The newly proposed s 5(1.1)(a) would require a Court hearing a certification motion to not just determine whether a class proceeding is the preferable procedure for resolving the common issues, but also whether a class proceeding “is superior to all reasonably available means of determining the entitlement of the class members to relief or addressing the impugned conduct of the defendant”. Professor Kalajdzic notes the subtle change here as being focused on what the preferable procedure is for “resolving the class members’ claims entirely”. This change has much to recommend it. A class proceeding is a powerful tool for ensuring access to justice, but only if it results in a practical outcome for the parties. The resolution of a common issue, by itself, provides little access to justice, if individual trials will be necessary and the costs of individual trials would be prohibitive.

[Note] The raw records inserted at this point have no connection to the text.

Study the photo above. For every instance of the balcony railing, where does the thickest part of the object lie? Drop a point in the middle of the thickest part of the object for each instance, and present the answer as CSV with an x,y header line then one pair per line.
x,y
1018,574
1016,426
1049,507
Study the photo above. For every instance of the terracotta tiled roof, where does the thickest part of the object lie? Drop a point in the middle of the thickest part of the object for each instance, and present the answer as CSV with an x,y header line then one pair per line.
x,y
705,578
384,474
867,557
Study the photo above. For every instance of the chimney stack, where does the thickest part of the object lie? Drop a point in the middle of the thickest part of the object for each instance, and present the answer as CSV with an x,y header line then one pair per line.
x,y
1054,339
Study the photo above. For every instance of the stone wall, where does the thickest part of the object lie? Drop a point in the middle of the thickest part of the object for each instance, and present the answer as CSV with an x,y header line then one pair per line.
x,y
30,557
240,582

Consequently, a more sensible process in determining the preferable procedure would be to weigh: 1) the entire class action process, including any individual trials that are likely to be necessary after the resolution of the common issues; and 2) any alternative means of remedying the alleged wrong. That allows for a more holistic, apples-to-apples comparison of which procedure is actually the most likely to result in access to justice for all parties.

As a practical matter, even with this new burden, a class action will still in many cases likely be the preferable procedure for determining class members’ entitlement to relief. In the absence of a meaningful applicable alternative dispute resolution mechanism that can adjudicate matters on a common basis, class actions will often remain the best available forum for resolving common disputes. But at least the new section 5(1.1)(a) calls for a more fair comparison to be done.

The newly proposed s 5(1.1)(b) introduces a predominance requirement drawn from US Federal Rule 23. The intention of this rule is to preclude certification of cases where individual issues overwhelm any certified common issues. This requirement has long been an element of US class actions law. 

Undoubtedly this new requirement will have some effect in raising the bar for certification. Two points are worth noting in this regard. First, related to the point made above regarding s 5(1.1)(a), there is arguably relatively little value in a case being certified as a class action if individual issues do in fact predominate. If any certified common issues really do pale in comparison to any individual issues, then it is important to ask what the point of obtaining certification even is.  Second, it remains to be seen the extent to which 5(1.1)(b) will in fact raise the bar all that much.  After all, it is already a requirement for certification that any proposed common issues constitute a “substantial ingredient” of class members’ claims.  Moreover, unlike in class certification in the US, the standard that must be met in Canada with respect to each of the elements of certification is the lower “some basis in fact” standard. 

Consequently, while the new section 5(1.1) no doubt raises the bar for certification of claims, there are good reasons to believe that it will be a sensible and incremental change. Indeed, the changes reflected in section 5(1.1) are much more modest than other proposed reforms that have been articulated by some stakeholders, such as introducing a preliminary merits test or raising the standard on certification to a balance of probabilities standard.

Conclusion

Overall, Bill 161 contains the vast majority of changes proposed by the Law Commission of Ontario. These proposed reforms, if enacted into law, will represent a sensible modernization of Ontario’s class proceedings regime that is largely based on the sound expert input that went into the LCO’s report.